XWindow System Game Rendering System

Hello everyone,
I'm currently learning X11 protocol and the xlib implementation of it and I love the concept of server/client app. If I'm understand correctly, with the X11 protocol I can actually create a crazy game rendering system which run in a remote client app and then displaying the actual content of the rendered game in a window frame managed by the server ? If I'm right it means I can run the witcher in a simple laptop (figure of speech).

But I have one more question. I was wondering if all the server did is to dispatch the actual rendered buffer to the video driver so it can be show up on the screen ?

Thank you everyone :)

Edited by bewwys on
It's actually not so simple in context of games.

If you want to use hardware accelerated API such as OpenGL, then you don't want to use client/server model for rendering. This is known as indirect rendering and typically is much slower than alternative. What you typically want is direct rendering. This means that client is sending GL calls directly to driver bypass server.

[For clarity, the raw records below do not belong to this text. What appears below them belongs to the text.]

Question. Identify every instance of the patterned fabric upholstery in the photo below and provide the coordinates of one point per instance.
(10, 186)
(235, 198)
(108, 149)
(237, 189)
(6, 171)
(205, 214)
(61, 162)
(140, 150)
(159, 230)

In this case server does not see what is being rendered at all.

Modern display servers, such as wayland, actually does not do any rendering (accelerated or not) - they require client to do all the rendering work and then only flips framebuffer for displaying it.
Hmmm my first thought was that I can do all the rendering in a remote client (some crazy machine) and then send over the network the actual rendered buffer to the server (which is my laptop) in the purpose of displaying the buffer.

But how can I bypass the server so the remote client can sends directly the rendered buffer to the driver (in my machine)?



I see that cairo may take care of that but I'm not sure.

Thank you
Why would you want that? X11 was designed for use case when client is the one that has "weaker" resources. And server is one with all the power (mainframe).

What you want is opposite - remote machine is server. Which can run and render everything with its GPU. Your laptop is client that sends its inputs to server and you get back the image/video. Pretty much VNC or RDP protocol.

Edited by Mārtiņš Možeiko on
Hmm, I was misleading by an example in the book call "The x window system" where the author talks about a program that can execute on a school's main computer that can display information on inexpensive personal computer. In extend of that example I was thinking that the client could do all the rendering and then just displaying it on a server display machine.

Obviously I'd like to that as an experimentation nothing else.